14 July 2017
Yesterday I rode the #8 bus to the end of the route. I waited for 7 minutes and rode it back down thru the heights of Lausanne. I got off at Riponne- M. Bejart, which may or may not be named after Lausanne’s Bejart ballet troupe.
I made a detour to the tables set up in front of the Place de la Rumine. We need a coffee pot. The choice was an Ikea French-press at 10 francs or a plated pot from a long gone hotel at 15. I chose the French-press, much as I admired the old pot. We don’t need to be carting antiques, but we do need our strong and black. The lady selling all this spoke French with an accent, which turned out to be Croatian. We had a good chat. She likes Trump, because her mother was half German. She told me that a local millionaire buys lots of things from her.
My main objective was a shop specializing in local products-vegetables, cheeses, meats, La Ferme Vaudoise. Located on a level section of one of the curved, slanted streets, La Ferme did not disappoint. Lettuce, eggplants, new onions, headcheese, sausage, a tile size slice of sweet Gruyere and a tranche of Vaud blue in hand, I started downhill.

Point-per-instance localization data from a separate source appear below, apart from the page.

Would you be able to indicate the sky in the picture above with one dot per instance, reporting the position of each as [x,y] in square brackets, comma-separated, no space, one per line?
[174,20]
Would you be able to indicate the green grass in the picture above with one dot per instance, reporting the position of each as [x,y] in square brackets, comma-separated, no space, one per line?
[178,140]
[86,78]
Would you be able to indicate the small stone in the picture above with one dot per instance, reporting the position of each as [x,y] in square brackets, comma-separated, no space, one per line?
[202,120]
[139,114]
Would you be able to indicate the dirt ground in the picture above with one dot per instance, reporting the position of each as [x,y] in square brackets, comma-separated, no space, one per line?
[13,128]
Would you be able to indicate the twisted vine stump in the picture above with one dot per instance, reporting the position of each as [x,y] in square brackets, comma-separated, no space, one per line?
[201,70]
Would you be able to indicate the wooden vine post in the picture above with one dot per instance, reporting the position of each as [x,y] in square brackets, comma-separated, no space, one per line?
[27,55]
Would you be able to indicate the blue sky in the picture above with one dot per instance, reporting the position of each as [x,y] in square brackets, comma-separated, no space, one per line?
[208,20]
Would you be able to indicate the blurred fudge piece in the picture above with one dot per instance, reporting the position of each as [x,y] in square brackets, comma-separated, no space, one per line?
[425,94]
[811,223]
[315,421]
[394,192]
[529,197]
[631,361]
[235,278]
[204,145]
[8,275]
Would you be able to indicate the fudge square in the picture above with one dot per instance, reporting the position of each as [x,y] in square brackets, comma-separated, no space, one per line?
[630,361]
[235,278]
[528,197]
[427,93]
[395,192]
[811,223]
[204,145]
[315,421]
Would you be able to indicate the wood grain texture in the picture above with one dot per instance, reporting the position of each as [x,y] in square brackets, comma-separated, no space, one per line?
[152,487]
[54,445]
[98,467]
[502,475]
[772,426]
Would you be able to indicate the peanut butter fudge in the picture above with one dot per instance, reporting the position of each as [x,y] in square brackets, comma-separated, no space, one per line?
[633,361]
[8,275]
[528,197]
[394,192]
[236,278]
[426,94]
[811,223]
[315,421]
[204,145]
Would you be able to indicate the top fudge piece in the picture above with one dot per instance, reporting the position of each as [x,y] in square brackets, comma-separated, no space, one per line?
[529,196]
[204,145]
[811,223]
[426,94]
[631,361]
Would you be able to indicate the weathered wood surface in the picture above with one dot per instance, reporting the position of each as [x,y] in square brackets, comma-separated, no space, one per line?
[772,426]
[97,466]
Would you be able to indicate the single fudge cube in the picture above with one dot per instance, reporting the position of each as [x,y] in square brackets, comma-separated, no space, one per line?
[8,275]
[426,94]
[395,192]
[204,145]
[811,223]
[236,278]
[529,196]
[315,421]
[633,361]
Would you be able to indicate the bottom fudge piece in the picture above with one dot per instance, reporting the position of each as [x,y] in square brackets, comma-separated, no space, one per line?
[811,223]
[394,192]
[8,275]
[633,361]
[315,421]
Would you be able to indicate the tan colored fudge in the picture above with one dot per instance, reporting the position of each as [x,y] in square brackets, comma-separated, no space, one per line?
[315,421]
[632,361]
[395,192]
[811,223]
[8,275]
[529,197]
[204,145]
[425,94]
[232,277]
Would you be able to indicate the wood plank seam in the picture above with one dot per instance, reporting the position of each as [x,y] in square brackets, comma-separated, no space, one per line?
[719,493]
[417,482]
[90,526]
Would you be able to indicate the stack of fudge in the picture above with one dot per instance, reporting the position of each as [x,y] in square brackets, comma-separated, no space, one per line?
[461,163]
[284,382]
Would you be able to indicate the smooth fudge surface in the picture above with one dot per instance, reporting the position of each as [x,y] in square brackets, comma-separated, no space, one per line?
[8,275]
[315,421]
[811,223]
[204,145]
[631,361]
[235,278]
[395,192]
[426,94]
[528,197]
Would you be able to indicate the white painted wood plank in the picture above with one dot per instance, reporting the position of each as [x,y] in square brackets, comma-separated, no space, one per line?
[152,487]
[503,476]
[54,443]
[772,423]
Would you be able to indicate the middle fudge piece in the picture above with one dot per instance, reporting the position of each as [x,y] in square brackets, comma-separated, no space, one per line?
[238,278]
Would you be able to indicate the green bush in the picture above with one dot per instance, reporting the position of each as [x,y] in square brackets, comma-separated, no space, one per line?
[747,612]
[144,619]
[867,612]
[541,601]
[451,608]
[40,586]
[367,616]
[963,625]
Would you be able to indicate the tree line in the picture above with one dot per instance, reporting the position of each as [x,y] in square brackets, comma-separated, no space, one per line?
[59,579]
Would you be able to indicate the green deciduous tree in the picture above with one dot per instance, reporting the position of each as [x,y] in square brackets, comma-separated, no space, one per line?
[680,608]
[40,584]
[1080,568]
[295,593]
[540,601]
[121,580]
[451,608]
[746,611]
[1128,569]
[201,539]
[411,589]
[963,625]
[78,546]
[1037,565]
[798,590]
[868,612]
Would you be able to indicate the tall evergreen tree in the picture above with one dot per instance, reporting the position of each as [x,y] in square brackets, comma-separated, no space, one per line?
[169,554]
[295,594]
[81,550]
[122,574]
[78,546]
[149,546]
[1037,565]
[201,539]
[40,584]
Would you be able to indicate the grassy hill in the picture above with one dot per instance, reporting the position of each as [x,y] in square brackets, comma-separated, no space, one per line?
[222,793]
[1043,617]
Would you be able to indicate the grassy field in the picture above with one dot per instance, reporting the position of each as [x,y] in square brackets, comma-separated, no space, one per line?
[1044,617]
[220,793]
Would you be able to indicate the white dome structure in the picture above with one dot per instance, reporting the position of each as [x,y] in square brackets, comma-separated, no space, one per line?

It was then that I realized I had forgotten the keys to the apartment. No matter, I know the code to the front entry, and could leave the groceries in the vestibule. I did so, and retreated to La Chocolaterie Wuthrich, across the street from our apartment. One café au lait and a mini-quiche later, I got back on the #8 bus headed for the bookstore.
|Wuthrich, from our kitchen window, obscured by protective wire as our building is scaffolded and painted.|
My inspirations are two, both in French. The first is the idea of reading Thomas Wolfe translated to French. Wolfe was a favorite of my father; four years older but dead at age 39, just as my father was writing about the Hudson. Of late, I wonder if the tragedy of Wolfe resonated with my father more than O’Neill. I shall see.
The only Wolfe that Librarie Payot had was the Of Time and the River. (Le Temps et Le Fleuve.) At 775 pages, if I read 4 pages a night, I can finish it in the six months we are here. My question is: will reading in French improve or destroy my writing?
My second purchase is local: Lausanne: Promenades Littéraires. Did you know Charles Dickens wrote Dombey and Son while residing in Lausanne? Me, neither. And there are many other walks and spots associated with other authors. Once again, I ask, will all this reading in French be my destruction or salvation as a writer?
Meanwhile, back to Wuthrich for a citron pressé, (This is lemonade, not citron, right?) and to wait for the spouse to come home with the key. Then a nap, and we sally forth to conquer the Swiss banking system. At the University he’s been told that Credit Suisse is more cooperative. It is. It does take time, and we emerge with a dozen more sheets of paper, but because we have all the necessary forms on our side, it is done.
Supper at home, and then the tram down to Ouchy, the former fishing village on the lake. The view of the Alps to the south and west is all one imagines, and indeed, now I see the resemblance to Yosemite, with the massive up thrusts chiseled by glaciers. Formidable.